His villain gallery of interdimensional monstrosities certainly fits in with a horror shooter. Imagine navigating the depths of a labyrinthine, cyclopean citadel with only one burning torch to light your path. A chainsaw-wielding ogre lurks in the shadows, spider-like vores scurry across the ceiling, and everything comes to life in terrifying detail thanks to id Tech 7.
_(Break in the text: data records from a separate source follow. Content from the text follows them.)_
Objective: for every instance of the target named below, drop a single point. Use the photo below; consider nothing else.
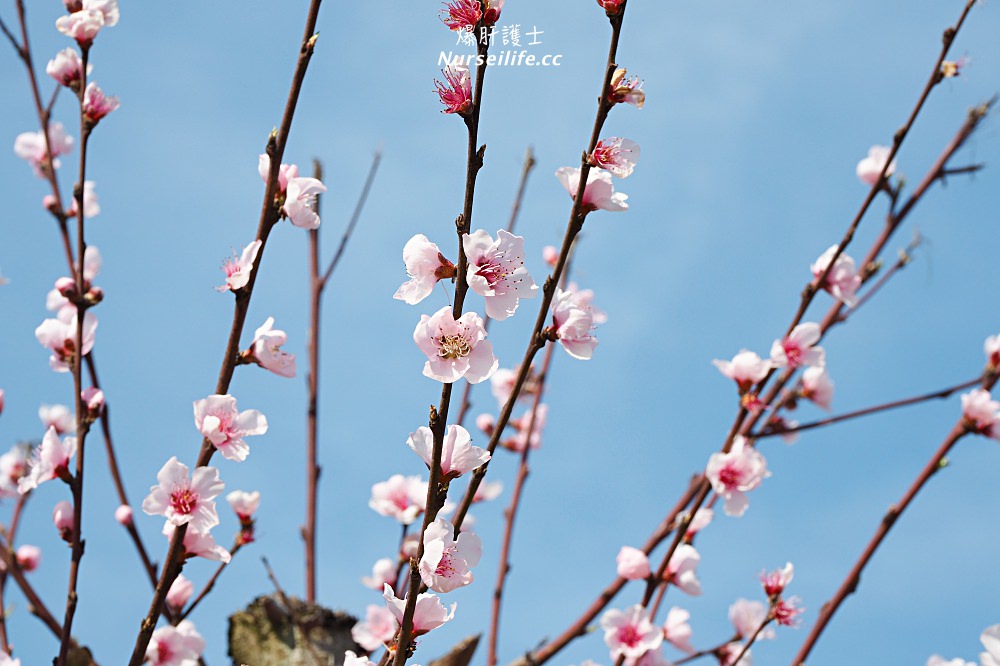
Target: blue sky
(754, 121)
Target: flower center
(453, 346)
(183, 501)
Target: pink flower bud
(123, 515)
(28, 557)
(62, 517)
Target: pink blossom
(736, 473)
(870, 168)
(633, 564)
(58, 417)
(447, 562)
(626, 90)
(428, 614)
(458, 456)
(681, 570)
(266, 350)
(599, 192)
(238, 269)
(62, 518)
(425, 265)
(123, 515)
(179, 593)
(28, 557)
(197, 544)
(497, 272)
(630, 633)
(843, 280)
(50, 460)
(402, 498)
(182, 500)
(60, 338)
(992, 349)
(461, 14)
(244, 504)
(384, 571)
(30, 146)
(981, 413)
(219, 420)
(67, 68)
(175, 646)
(991, 641)
(747, 616)
(297, 195)
(817, 386)
(799, 348)
(776, 581)
(677, 631)
(617, 155)
(96, 104)
(456, 91)
(455, 349)
(788, 612)
(573, 326)
(746, 369)
(377, 629)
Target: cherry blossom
(197, 544)
(296, 194)
(626, 90)
(458, 456)
(843, 280)
(617, 155)
(62, 518)
(817, 386)
(599, 192)
(992, 349)
(175, 646)
(630, 633)
(747, 616)
(456, 90)
(402, 498)
(799, 348)
(28, 557)
(497, 272)
(870, 168)
(676, 629)
(455, 349)
(238, 269)
(991, 641)
(428, 614)
(776, 581)
(266, 351)
(219, 420)
(746, 369)
(123, 515)
(50, 460)
(383, 571)
(425, 265)
(180, 592)
(736, 473)
(633, 564)
(183, 500)
(67, 68)
(377, 629)
(97, 105)
(447, 562)
(573, 326)
(31, 146)
(461, 14)
(681, 569)
(981, 413)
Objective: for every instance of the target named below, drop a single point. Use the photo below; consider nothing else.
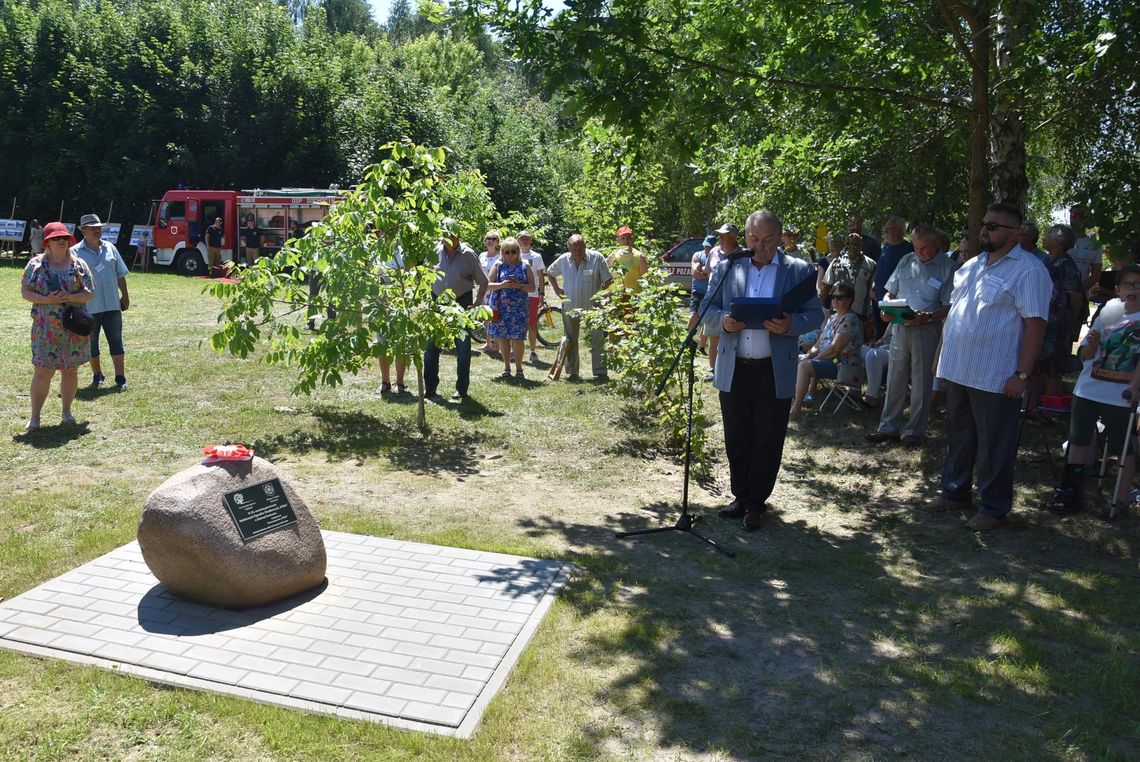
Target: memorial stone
(231, 534)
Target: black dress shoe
(751, 521)
(733, 510)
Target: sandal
(1065, 501)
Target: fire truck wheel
(189, 262)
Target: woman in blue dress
(511, 282)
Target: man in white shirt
(990, 343)
(538, 294)
(585, 274)
(756, 366)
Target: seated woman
(838, 347)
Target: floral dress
(512, 305)
(851, 355)
(54, 347)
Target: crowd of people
(894, 322)
(992, 331)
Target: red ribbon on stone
(228, 452)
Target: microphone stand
(686, 520)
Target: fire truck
(181, 219)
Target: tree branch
(801, 84)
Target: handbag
(78, 321)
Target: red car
(678, 260)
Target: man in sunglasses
(990, 342)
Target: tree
(923, 75)
(397, 208)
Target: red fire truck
(181, 219)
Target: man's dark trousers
(755, 426)
(980, 428)
(462, 359)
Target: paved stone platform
(402, 633)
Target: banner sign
(13, 229)
(139, 230)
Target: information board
(13, 230)
(259, 509)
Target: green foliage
(381, 309)
(643, 332)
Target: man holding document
(760, 302)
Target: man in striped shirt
(990, 343)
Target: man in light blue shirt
(111, 298)
(990, 343)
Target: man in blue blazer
(756, 367)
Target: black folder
(752, 311)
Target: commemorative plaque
(259, 509)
Hell, why not revive Romero’s original action-RPG vision? Well, I’m certainly not suggesting that Quake should include crafting mechanics or skill trees, but the concept of blending id’s signature FPS action with the framework of an adventure game is intriguing.

Quake gameplay

Quake’s very limited central hub – a timeless, astral realm where you start each episode – could be the foundation of a connected world, complete with side-quests, collectibles, and new enemies that appear. That’s right, at the risk of upsetting the entire fan base, I’m basically introducing Quake Souls. It has a certain sound.

For now, we can enjoy Quake’s HD remake that Nightdive Studios did an incredible job on. This is the most attention Quake has had since Champions, and hopefully Bethesda will test the waters before a full restart. Because if Doom is eternal, then Quake is inevitable.

What if?’ is the regular feature series from PCGamesN. Check back every Saturday to find more hypotheses, from thoughtful speculations to actually plausible industry developments to dream crossovers to nonsense like Half-life 3 Occurrence. If you don’t want to explore the Quake series just yet, most of the series can be found over. to play Game Pass for PC.